Hospital veto and physician staffing rules reduce entry of new birth centers, preserve hospital dominance and suppress competition. Fewer alternatives for expecting mothers mean less pressure on hospitals to lower prices or improve the patient experience. When regulation blocks the lower-cost competitor, the market loses the price comparison before the patient ever has a chance to shop for the most affordable provider.

Safety does not require giving hospitals veto power. It requires clear risk screening, emergency readiness, transfer protocols and accountability. Birth centers do this by limiting their care to low-risk pregnancies and ensuring high-risk pregnancies are handled in a hospital setting where emergency services are immediately available. States should require emergency equipment, outcome reporting and transport procedures, and hospitals should receive transfers when needed, just as they would take other emergency patients. But routine, low-risk maternity care should not be conditioned on incumbent consent.

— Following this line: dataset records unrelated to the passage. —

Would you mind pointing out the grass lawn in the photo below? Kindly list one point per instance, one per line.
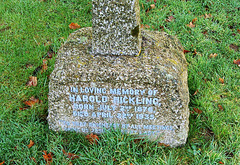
(33, 30)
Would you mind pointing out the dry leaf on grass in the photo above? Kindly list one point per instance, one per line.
(220, 107)
(195, 92)
(152, 6)
(186, 51)
(212, 55)
(194, 20)
(191, 25)
(32, 101)
(48, 157)
(32, 81)
(70, 155)
(237, 62)
(221, 80)
(197, 110)
(44, 66)
(170, 18)
(163, 144)
(30, 144)
(92, 138)
(207, 15)
(35, 161)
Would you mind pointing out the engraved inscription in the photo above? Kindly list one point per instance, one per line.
(114, 104)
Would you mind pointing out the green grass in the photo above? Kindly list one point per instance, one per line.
(27, 25)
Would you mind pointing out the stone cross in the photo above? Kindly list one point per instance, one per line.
(99, 82)
(116, 27)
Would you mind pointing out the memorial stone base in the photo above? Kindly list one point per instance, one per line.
(145, 95)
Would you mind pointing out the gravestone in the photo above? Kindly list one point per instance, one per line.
(96, 87)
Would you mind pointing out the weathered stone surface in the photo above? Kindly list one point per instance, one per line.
(146, 95)
(116, 27)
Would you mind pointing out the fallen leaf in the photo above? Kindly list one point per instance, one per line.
(195, 92)
(191, 25)
(24, 108)
(195, 52)
(74, 26)
(234, 47)
(35, 161)
(44, 66)
(213, 55)
(207, 15)
(204, 32)
(147, 26)
(32, 101)
(32, 81)
(47, 43)
(221, 80)
(162, 144)
(92, 138)
(185, 51)
(237, 62)
(197, 110)
(30, 144)
(220, 107)
(170, 18)
(194, 20)
(152, 6)
(70, 155)
(48, 157)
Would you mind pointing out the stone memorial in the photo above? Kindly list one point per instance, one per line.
(115, 75)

Birth centers are not cure-alls, but they are practical, lower-cost options that should not be strangled by rules that protect hospitals from competition. Hospitals will always be necessary for complicated pregnancies and emergencies. But that is no reason to force every low-risk birth into the hospital system or let hospitals decide whether lower-cost competitors may exist. States should replace hospital veto and physician staffing rules with objective safety standards. Expectant parents need safe and lower-cost choices.